Hinausgelesen: Anna Kims schenkt in ihren „Stefan Zweig Poetikvorlesungen“ Einblick in ihr Recherchieren und Schreiben.
„Meine Art zu recherchieren ist mehr ein Fahnden“, schreibt Anna Kim in ihren „Stefan Zweig Poetikvorlesungen“, die sie für die Buchform „Zwischen Fakt und Fiktion“ (Sonderzahl 2024) überarbeitet hat: „Ich folge einer Spur. Diese führt mich zu einer anderen Spur, und diese wieder zu einer oder mehreren anderen Spuren. Es kommt immer der Moment, an dem sich eine Spur aufteilt und ich entscheiden muss, ob ich abbiege oder auf derselben Spur bleibe. Oder, wie im Fall von Anatomie einer Nacht, jede Spur versickert, endet im Nichts.“
2004 hat Anna Kim mit ihrem im Droschl Verlag erschienenen Debüt „Die Bilderspur“ auf sich aufmerksam gemacht. Die Spur des Bildes war in dieser erstaunlichen Prosa unübersehbar, nicht nur im Titel.
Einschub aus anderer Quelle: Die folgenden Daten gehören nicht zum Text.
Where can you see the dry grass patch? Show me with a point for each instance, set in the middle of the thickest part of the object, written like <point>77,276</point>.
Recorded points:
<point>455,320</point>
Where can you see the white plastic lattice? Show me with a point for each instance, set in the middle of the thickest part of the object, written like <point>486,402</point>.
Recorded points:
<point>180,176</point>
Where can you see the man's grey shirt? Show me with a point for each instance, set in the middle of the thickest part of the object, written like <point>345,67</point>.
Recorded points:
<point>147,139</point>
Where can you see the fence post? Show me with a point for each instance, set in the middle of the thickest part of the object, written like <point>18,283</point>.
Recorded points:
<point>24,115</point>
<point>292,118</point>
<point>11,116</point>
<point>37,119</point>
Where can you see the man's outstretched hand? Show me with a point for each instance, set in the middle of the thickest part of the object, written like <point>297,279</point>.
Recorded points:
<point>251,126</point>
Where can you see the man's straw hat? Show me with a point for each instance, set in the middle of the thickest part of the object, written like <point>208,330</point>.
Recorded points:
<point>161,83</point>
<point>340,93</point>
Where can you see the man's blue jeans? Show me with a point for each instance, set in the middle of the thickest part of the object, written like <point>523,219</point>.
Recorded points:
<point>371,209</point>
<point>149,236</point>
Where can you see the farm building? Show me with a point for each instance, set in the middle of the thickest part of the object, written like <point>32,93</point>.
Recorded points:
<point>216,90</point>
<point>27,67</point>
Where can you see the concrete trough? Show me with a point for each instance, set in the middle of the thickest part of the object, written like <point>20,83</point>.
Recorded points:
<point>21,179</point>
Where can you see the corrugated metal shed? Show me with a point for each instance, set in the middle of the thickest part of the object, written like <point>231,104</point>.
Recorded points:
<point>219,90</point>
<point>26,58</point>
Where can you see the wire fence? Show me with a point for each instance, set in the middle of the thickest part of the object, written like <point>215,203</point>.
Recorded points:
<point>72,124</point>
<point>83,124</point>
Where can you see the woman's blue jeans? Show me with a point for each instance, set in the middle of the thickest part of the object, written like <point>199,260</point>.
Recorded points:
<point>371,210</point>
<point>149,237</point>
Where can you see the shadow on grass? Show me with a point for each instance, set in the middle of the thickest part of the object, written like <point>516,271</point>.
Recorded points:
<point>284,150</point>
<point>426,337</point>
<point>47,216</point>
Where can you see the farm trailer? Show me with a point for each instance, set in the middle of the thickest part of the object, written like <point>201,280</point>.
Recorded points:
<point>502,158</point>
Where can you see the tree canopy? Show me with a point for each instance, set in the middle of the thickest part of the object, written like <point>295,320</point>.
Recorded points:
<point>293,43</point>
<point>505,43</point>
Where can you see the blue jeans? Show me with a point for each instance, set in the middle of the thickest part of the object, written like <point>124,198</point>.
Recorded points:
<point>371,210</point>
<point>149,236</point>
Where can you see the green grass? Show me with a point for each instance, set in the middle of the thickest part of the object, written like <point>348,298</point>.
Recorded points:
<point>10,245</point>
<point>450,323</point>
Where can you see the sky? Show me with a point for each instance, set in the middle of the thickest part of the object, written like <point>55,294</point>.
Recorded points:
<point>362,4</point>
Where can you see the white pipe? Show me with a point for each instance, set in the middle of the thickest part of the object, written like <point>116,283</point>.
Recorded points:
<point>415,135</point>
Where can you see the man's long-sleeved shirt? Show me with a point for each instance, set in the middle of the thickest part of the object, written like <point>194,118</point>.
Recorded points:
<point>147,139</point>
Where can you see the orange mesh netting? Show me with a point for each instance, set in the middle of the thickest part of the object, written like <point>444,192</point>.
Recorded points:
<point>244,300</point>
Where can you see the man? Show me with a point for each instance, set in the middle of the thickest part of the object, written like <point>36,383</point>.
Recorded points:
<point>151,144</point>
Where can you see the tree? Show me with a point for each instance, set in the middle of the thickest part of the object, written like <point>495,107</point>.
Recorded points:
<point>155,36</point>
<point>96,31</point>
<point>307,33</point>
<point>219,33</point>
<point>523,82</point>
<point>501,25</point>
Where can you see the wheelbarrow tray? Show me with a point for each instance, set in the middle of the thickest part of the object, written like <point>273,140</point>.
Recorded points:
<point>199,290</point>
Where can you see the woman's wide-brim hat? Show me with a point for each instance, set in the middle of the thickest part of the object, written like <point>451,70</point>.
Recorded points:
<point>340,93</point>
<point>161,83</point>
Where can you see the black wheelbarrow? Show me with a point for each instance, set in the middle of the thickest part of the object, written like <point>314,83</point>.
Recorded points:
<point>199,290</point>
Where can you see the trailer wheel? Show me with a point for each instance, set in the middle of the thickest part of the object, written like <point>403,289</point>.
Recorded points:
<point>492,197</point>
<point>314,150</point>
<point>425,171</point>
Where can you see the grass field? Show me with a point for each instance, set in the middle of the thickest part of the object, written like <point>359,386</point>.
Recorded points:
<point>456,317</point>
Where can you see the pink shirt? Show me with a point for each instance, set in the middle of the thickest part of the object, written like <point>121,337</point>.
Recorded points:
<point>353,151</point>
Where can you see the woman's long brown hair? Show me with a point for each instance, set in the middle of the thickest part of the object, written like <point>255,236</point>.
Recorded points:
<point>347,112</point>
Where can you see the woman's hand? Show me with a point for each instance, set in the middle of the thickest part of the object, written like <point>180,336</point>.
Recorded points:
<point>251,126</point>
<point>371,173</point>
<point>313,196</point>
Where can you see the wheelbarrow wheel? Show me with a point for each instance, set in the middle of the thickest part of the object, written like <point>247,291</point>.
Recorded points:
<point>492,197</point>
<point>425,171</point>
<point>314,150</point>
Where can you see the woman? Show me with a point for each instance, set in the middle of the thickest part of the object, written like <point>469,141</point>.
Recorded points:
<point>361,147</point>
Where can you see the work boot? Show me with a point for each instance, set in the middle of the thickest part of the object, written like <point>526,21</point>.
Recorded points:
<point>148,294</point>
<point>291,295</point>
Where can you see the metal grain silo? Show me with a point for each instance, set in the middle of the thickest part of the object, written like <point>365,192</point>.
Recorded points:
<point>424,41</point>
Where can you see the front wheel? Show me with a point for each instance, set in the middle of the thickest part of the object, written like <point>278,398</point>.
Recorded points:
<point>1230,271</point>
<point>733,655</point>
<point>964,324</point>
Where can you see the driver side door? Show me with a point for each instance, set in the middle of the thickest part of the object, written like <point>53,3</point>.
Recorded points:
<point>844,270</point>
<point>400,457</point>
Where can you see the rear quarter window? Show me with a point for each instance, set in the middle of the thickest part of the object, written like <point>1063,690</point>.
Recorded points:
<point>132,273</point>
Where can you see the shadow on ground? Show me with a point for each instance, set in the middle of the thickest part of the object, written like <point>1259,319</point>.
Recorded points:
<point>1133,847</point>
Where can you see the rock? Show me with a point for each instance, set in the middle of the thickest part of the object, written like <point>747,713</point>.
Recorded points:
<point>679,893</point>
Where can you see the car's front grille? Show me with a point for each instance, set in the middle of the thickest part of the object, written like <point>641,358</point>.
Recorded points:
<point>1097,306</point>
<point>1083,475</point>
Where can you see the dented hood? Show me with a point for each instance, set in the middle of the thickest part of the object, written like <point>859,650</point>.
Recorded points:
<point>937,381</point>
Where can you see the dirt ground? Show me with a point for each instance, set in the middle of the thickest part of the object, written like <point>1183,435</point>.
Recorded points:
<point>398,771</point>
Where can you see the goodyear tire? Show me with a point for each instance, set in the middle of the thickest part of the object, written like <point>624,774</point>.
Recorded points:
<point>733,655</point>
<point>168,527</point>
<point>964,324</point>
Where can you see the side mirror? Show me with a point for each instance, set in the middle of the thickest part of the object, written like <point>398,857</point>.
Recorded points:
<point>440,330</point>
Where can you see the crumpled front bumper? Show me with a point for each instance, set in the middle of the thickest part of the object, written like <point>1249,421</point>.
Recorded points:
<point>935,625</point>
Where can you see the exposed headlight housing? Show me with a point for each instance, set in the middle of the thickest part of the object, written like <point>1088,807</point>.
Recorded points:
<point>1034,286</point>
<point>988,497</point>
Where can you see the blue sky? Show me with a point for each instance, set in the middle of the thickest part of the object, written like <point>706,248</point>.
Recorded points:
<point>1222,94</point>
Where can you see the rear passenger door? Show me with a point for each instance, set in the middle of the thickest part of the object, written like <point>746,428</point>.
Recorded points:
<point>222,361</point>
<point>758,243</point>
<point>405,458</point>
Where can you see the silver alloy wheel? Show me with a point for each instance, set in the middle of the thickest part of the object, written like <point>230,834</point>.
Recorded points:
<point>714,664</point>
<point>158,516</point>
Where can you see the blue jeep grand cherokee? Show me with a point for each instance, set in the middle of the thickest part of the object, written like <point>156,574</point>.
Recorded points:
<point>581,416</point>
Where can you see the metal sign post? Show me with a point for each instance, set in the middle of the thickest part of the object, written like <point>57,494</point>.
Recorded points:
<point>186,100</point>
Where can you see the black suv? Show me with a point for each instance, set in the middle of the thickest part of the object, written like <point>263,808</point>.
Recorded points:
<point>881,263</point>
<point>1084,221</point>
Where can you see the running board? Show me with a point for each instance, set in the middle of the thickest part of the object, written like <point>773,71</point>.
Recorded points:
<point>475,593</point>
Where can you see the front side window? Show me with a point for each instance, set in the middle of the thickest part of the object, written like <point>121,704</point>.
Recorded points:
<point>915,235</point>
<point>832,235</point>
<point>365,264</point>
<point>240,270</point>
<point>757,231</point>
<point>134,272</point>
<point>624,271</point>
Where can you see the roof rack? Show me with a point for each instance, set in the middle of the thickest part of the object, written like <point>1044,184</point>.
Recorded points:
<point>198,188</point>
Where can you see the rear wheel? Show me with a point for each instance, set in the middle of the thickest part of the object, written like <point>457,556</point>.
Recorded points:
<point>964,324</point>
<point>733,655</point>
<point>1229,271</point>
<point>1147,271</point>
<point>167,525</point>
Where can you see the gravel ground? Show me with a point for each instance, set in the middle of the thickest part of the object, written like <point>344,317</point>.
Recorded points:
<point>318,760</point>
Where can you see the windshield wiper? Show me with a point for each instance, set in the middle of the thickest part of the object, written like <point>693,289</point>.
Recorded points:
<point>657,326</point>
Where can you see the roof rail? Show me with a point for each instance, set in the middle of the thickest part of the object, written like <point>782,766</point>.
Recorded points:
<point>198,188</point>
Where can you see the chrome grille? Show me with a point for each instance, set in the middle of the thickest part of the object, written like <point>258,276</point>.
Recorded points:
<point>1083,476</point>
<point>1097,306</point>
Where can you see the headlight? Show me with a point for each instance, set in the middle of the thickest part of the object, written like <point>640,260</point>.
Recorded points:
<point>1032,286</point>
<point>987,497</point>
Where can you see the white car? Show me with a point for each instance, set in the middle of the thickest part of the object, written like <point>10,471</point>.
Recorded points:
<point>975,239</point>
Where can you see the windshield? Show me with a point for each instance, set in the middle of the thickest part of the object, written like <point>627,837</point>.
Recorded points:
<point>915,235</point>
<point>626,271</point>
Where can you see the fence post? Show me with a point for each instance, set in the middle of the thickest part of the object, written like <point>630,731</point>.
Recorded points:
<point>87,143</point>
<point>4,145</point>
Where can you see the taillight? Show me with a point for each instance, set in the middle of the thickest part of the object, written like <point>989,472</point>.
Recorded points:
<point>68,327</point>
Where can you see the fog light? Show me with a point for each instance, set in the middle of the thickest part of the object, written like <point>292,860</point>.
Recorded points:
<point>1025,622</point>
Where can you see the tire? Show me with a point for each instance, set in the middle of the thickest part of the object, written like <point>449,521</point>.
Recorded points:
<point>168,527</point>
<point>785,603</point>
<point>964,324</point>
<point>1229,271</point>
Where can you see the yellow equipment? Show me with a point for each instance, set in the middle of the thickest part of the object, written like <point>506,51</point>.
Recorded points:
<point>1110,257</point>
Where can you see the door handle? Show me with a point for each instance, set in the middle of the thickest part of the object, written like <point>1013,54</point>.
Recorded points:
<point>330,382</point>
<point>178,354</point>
Dass sie sich nun in ihren Poetikvorlesungen auch dem Bild zuwendet, verwundert nicht: „Manchmal frage ich mich, ob meine wahre Muttersprache nicht die Sprache der Bilder ist.“ Die 1977 in Daejeon, Südkorea, geborene Autorin kam als Zweijährige mit ihren Eltern nach Deutschland. Als sie zwölf Jahre alt war, starb ihr Vater, ein Künstler. Wie sehr dieser sie und ihr Schaffen geprägt hat, das lässt sich nach der Lektüre „Zwischen Fakt und Fiktion“ einmal mehr erahnen.
„Wenn er zeichnete, saß ich oft neben ihm und beobachtete, wie auf dem Nichts eines weißen Blattes Leben entstand, hin und wieder durfte ich mitmachen, aber immer schwiegen wir, wir sprachen nicht, es war nicht nötig“, hält Anna Kim fest und zitiert dazu auch aus ihrem ersten Buch, „Die Bilderspur“. „Stricken“ nennt sie diesen Abschnitt ihrer Vorlesungen, es sei für sie das passende Bild für das Schreiben. „Es geht mir um die Unbarmherzigkeit des Fehlers. Es gibt kein Überspringen, kein Sich-darüber-hinweg-Schummeln – wenn man einen Fehler gemacht hat, muss man ihn wieder auftrennen, ihn beheben und kann erst danach weitermachen. Hier kommt der zweite spannende Aspekt des Strickens ins Spiel: Stricken ist streng chronologisch. Eine Reihe folgt der nächsten.“
Bilder ermöglichen die Gleichzeitigkeit der Darstellung. „Ein Bild, nehmen wir beispielsweise das Weltgerichtstriptychon von Hieronymus Bosch, erzählt mehrere Geschichten gleichzeitig.“ Schreibende hingegen, bedauert Kim, müssen immer der Reihe nach vorgehen. Selbst wenn sie Gleichzeitiges erzählen, können sie es doch nur, indem sie ein Wort nach dem anderen, einen Satz nach dem anderen setzen.
Kunst und Literatur seien zwar völlig frei, das Mögliche und das Unmögliche auszuloten, aber Anna Kim versteht sie dennoch auch zielgerichtet. Sie erwartet, dass Kunst „mit unserer gewohnten Sichtweise bricht, sie auseinander- oder aufbricht, neue Perspektiven aufzeigt, Gewohntes aus anderen Blickwinkeln darstellt. Kunst ist auch die Verbindung von Reflexion mit Emotion, die Möglichkeit, subjektiv zu sein, ohne die Sphäre des Objektiven hinter uns zu lassen; Kunst ist [...] nicht nur da, damit es Kunst gibt – obwohl dies natürlich auch möglich ist und sein sollte –, sondern sie ist der Beginn eines Gesprächs –“.